Jul 26, 2016
Posted by Karen Hurst in categories: evolution, genetics, neuroscience
Studies are showing that anatomical patterning found in the brain’s cortex may be controlled by genetic factors.
The highly consistent anatomical patterning found in the brain’s cortex is controlled by genetic factors, reports a new study by an international research consortium led by Chi-Hua Chen of the University of California, San Diego, and Nicholas Schork of the J. Craig Venter Institute, published on July 26 in PLOS Genetics.
The human brain’s wrinkled cerebral cortex, which is responsible for consciousness, memory, language and thought, has a highly similar organizational pattern in all individuals.
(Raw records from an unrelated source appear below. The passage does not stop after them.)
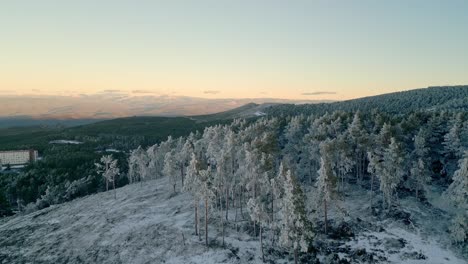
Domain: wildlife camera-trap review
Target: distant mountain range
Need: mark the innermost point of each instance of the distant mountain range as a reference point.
(113, 105)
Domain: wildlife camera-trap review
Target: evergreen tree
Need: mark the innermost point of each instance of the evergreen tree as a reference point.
(108, 169)
(295, 232)
(392, 171)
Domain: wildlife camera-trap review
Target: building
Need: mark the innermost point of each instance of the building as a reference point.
(17, 157)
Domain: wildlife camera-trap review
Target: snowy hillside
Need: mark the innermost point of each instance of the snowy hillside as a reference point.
(144, 225)
(148, 224)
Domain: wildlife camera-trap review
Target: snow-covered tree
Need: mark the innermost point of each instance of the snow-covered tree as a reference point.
(452, 140)
(193, 185)
(108, 169)
(458, 194)
(392, 171)
(325, 182)
(138, 165)
(170, 168)
(419, 172)
(358, 140)
(295, 231)
(207, 194)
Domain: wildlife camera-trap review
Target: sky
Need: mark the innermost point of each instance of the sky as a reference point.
(301, 49)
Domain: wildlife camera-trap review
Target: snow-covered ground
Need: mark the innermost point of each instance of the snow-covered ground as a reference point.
(148, 224)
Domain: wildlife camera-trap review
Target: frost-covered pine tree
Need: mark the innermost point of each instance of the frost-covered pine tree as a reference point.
(392, 171)
(138, 165)
(325, 183)
(358, 139)
(207, 194)
(258, 214)
(295, 231)
(419, 172)
(170, 168)
(193, 185)
(452, 140)
(458, 194)
(108, 169)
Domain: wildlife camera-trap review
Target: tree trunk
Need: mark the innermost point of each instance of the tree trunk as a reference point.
(227, 204)
(261, 244)
(295, 255)
(115, 192)
(240, 202)
(206, 221)
(196, 218)
(326, 220)
(372, 188)
(182, 175)
(223, 226)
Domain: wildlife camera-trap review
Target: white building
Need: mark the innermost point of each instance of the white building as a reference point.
(18, 157)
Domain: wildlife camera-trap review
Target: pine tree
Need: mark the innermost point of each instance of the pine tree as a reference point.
(392, 171)
(207, 194)
(419, 172)
(193, 185)
(325, 185)
(295, 229)
(170, 168)
(458, 194)
(108, 169)
(452, 140)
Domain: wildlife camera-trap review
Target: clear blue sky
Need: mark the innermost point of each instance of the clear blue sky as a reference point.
(216, 48)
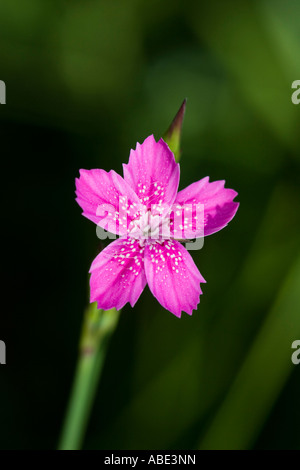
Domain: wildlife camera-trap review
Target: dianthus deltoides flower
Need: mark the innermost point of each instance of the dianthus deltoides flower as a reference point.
(150, 216)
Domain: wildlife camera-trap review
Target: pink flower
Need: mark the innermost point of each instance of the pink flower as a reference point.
(146, 211)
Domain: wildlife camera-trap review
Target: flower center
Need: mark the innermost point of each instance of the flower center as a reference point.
(150, 227)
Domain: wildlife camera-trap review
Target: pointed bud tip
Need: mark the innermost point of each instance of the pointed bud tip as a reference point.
(173, 134)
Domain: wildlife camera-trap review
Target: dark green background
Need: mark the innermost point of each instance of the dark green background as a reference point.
(85, 81)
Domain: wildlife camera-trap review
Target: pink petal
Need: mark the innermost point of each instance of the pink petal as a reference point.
(118, 275)
(153, 173)
(106, 199)
(173, 277)
(218, 206)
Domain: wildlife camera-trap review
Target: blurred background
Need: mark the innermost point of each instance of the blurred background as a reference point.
(85, 81)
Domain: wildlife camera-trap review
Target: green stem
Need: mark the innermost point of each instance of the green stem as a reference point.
(97, 329)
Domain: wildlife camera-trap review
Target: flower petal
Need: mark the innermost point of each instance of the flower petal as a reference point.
(218, 206)
(153, 173)
(173, 277)
(118, 275)
(106, 199)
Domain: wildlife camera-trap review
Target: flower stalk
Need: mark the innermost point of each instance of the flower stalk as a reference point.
(98, 327)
The similarity suggests that genetic factors may create this pattern, but currently the extent of the role of these factors is unknown. To determine whether a consistent and biologically meaningful pattern in the cortex could be identified, the scientists assessed brain images and genetic information from 2,364 unrelated individuals, brain images from 466 twin pairs, and transcriptome data from six postmortem brains.
They identified very consistent patterns, with close genetic relationships between different regions within the same brain lobe. The frontal lobe, which has the most complexity and has experienced the greatest expansion throughout the brain’s evolution, is the most genetically distinct from the other lobes. Their results also suggest potential functional relationships among different cortical brain regions.